If the question is not resolved, the issue will likely come up again, he wrote.
"As for judges opting to forgo the retention process set out in Article VI, Section 12(d), in this single election cycle alone, the issue has arisen three times," he wrote. "This would seem to indicate that the occurrence of judges seeking to avoid retention elections (and the required approval of 60% of the voters) is on the rise."
"Given the increased scrutiny of all our public officials and the divisiveness of our current bi-partisan politics, it is understandably more likely now than in the past that judges are concerned with obtaining a 60% approval rating, and as such, will inevitably attempt the same maneuver as these three sitting judges."
If the judges' actions are upheld, he wrote, it will "foreseeably open the flood gates for other sitting judges to do the same."
Weishaar also addressed the judges' assertion that his client lacked urgency in getting the case heard at the appellate court before the primary, saying the matter was handled as "expeditiously as possible."
Kasper argued in his appellate brief that Cook filed notice of appeal on Feb. 26, but that he did not move to place the case on an expedited docket until March 15 - primary election day.

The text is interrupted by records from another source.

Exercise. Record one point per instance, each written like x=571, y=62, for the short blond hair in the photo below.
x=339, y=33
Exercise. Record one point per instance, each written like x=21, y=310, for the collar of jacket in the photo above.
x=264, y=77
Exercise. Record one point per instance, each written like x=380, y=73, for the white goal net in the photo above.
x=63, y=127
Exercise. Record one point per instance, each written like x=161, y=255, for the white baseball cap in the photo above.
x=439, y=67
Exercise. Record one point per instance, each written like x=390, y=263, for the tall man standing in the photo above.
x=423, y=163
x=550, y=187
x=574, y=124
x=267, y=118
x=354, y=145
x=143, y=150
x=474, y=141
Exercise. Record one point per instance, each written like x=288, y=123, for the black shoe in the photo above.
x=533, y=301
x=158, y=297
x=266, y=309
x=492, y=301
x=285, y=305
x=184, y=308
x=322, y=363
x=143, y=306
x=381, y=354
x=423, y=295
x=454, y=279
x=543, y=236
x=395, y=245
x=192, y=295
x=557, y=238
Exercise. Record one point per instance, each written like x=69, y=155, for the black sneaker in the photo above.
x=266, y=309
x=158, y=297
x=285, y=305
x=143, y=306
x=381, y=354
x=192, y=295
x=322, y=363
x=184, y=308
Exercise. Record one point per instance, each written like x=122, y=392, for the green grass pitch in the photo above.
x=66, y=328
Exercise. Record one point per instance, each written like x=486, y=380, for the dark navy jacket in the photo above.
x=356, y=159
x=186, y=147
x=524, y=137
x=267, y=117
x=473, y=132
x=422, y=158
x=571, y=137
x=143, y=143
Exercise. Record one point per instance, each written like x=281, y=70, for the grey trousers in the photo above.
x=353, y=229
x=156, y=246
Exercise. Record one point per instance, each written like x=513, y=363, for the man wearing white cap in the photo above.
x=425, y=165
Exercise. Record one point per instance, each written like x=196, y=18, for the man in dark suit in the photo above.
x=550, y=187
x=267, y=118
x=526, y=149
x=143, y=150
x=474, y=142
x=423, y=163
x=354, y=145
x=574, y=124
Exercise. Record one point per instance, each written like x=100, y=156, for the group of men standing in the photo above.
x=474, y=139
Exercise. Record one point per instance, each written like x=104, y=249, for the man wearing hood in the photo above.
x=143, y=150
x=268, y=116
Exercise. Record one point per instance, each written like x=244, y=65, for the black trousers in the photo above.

Weishaar suggested that the Circuit Clerk's office in Sangamon County was responsible for delay.
"The Notice of Appeal was filed on February 26, 2016 in Sangamon County, within three days of receiving the decision of the Circuit Court," he wrote. "The Notice of Appeal, however, for whatever reason, was not expeditiously sent by the Circuit Clerk of Sangamon County to the 4th District Appellate Court."
"This Court, therefore, (for reasons unknown) did not receive the Notice of Appeal until March 8, 2016 - thereby making it impossible for Objector to file anything."
He wrote that within two days of the appeal having been received at the Fourth District, a docketing statement was filed which then allowed him to file a motion for an accelerated docket.
He also wrote that he stayed in contact with opposing counsel to come up with a briefing schedule to make it possible to proceed.
"Although securing such assent among opposing parties took a few days while calls and emails regarding schedules were exchanged, far from lacking urgency, Objector was attempting to keep this matter moving forward as quickly as possible," he wrote.